Epb4.9 expression in EKLF null erythroid cells. (A) Western blot of whole cell protein extracts. Expression of Epb4.9 is detected in E12.5 fetal livers and in embryonic blood of wild-type embryos but not in EKLF^−/− embryos. Antibody against translation elongation factor eIF2α was used as a loading control. (B) Cytospins of primitive blood cells, stained with neutral benzidine and histological dyes, showing morphological abnormalities of EKLF KO cells. Membranes of wild-type blood cells appear smooth, and the cells are round shaped (arrowheads). The membranes of EKLF KO blood cells are wrinkled, and the cells are deformed (arrows). Other details are as for Fig. 2.

FIG. 6.

EKLF regulates genes necessary late in the erythroid differentiation program.
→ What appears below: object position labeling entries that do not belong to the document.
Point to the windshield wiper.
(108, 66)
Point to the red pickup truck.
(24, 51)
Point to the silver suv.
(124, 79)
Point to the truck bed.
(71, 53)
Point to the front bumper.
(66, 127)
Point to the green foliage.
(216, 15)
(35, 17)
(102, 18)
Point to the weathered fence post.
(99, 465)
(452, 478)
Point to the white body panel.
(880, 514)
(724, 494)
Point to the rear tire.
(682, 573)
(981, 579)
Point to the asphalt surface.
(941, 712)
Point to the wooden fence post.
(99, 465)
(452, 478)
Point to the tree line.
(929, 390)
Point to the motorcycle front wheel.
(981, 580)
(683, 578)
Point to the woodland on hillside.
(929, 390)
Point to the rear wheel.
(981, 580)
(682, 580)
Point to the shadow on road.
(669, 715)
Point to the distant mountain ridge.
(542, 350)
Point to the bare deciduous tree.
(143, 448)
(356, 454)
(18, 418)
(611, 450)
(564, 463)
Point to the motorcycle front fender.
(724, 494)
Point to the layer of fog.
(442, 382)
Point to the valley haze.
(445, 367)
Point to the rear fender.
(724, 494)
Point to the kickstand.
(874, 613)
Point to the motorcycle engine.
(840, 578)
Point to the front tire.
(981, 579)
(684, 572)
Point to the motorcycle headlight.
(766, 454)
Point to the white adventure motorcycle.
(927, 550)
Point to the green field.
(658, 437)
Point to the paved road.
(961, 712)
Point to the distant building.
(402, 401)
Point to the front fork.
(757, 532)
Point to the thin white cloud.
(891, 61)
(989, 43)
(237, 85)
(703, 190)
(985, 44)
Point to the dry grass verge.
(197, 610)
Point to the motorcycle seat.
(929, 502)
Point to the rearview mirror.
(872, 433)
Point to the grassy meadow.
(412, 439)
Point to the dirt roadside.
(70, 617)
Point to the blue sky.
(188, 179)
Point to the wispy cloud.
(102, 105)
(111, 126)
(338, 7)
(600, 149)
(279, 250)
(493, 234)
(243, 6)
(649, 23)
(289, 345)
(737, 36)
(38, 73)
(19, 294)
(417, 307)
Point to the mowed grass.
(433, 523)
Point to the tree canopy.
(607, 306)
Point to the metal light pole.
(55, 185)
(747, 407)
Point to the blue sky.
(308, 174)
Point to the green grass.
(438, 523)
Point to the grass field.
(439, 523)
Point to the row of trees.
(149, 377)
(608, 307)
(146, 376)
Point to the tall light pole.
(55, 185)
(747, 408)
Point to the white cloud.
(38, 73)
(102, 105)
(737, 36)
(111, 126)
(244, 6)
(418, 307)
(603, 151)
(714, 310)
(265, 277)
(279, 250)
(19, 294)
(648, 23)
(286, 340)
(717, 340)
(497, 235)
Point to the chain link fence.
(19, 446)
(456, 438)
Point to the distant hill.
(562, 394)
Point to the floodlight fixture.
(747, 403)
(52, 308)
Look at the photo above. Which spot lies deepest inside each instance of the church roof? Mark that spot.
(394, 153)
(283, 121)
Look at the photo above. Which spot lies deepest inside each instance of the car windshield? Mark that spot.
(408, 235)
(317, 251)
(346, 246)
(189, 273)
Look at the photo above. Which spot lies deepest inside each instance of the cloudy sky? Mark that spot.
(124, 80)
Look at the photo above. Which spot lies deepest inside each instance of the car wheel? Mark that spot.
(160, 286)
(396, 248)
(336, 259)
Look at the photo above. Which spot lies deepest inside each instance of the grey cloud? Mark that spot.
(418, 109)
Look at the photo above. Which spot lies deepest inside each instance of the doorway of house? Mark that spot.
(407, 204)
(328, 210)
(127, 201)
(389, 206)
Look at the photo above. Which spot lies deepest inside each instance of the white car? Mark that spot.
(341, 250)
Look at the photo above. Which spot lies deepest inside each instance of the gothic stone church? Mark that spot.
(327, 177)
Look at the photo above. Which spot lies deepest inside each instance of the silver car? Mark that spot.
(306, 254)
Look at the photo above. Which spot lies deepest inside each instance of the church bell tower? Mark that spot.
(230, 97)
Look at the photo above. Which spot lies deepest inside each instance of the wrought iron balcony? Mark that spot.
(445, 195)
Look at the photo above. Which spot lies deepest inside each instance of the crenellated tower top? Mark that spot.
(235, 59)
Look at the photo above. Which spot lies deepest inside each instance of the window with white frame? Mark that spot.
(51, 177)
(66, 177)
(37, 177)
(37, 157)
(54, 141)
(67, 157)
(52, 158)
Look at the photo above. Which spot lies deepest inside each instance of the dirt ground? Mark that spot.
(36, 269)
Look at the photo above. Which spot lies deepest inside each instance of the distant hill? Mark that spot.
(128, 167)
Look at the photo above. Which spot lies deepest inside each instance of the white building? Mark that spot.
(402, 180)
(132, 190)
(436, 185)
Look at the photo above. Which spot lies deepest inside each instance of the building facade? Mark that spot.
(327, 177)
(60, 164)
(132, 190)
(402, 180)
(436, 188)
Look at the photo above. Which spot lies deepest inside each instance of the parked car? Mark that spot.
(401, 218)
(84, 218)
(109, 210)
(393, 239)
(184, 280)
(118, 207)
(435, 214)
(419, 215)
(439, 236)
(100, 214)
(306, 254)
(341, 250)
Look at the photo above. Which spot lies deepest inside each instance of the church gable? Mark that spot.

The hematopoietic stem cell gives rise to all blood cell types, including the erythroid lineage. In the erythroid differentiation program, EKLF is dispensable for the expansion of erythroid progenitors. To complete the differentiation program, EKLF is required for the proper expression of genes involved in cell membrane stability (e.g., Epb4.9) and hemoglobin metabolism (e.g., β-globin, heme synthesis enzymes, and Ahsp), in order to enable appropriate terminal differentiation to erythrocytes.